You've got to admire Rick Snyder, the GOP business guy running for governor. He can put a positive spin on just about anything you toss at him… even it defies logic.
Here's what he uttered the other day when the conversation turned to his undeniable lack of experience under the capitol dome as he proudly promotes himself as the consumate non-career politician.
"Term limits will actually help me if I'm elected," he opined.
"Wow. The blind leading the blind," was the instant analysis from one reporter chatting with the Ann Arbor outsider.
Snyder laughed but his statement meant that with no experience he would be right at home with all the inexperienced lawmakers showing up in town for the first time next year, and that somehow would present a template for getting something done. The phrase, the blind leading the blind comes to mind.

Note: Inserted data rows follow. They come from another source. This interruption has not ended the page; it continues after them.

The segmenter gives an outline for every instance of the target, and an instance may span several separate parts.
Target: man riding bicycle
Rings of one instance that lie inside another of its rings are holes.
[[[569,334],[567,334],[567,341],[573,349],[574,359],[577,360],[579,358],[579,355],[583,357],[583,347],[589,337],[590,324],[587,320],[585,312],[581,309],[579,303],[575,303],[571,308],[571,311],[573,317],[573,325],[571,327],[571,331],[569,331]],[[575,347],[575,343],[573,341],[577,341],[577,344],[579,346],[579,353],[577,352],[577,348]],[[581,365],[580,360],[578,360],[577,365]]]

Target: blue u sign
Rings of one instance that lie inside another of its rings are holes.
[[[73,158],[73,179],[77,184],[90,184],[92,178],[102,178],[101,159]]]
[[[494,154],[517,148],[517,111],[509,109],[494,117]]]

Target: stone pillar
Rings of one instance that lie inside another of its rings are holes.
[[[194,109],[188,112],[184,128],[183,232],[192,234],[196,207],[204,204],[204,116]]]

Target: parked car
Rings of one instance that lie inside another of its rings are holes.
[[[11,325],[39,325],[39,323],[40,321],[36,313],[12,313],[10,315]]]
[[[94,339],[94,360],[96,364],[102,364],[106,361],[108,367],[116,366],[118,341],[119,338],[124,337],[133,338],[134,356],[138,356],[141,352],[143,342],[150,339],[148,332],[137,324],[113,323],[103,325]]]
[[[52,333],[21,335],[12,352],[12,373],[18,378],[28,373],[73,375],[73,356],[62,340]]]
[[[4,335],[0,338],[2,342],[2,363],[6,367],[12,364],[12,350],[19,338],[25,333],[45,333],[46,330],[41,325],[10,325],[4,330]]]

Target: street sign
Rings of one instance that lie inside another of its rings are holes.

Talk to the 44 new comers in the Michigan House, who now, some 14 months into their 24 month term, have just begun to have an impact on the process and even that is minimal. The learning curve is steep, and even the ones who supported term limits coming in, want no part of it going out.
This is not to say that Snyder, with no experience, can't be successful. But some, such as the sheriff of Oakland County, argue a new governor in this economy, should hit the ground running with no time for on the job training.
That will be one of the focal points of the GOP primary for governor as
Mike Bouchard points to his years in the legislative trenches. Pete Hoekstra has 19 years in Congress and Mike Cox has eight years as Attorney General. Snyder dismisses them all as professional politicians.
It will be a fasicanating debate and Synder is confident he can transfer his business world acumen to the decidedly different political world of Lansing.
The outsider mantra does have box office appeal in this anti-incumbent climate. The question is how many outsiders does it take to screw-up the legislative process or fix it?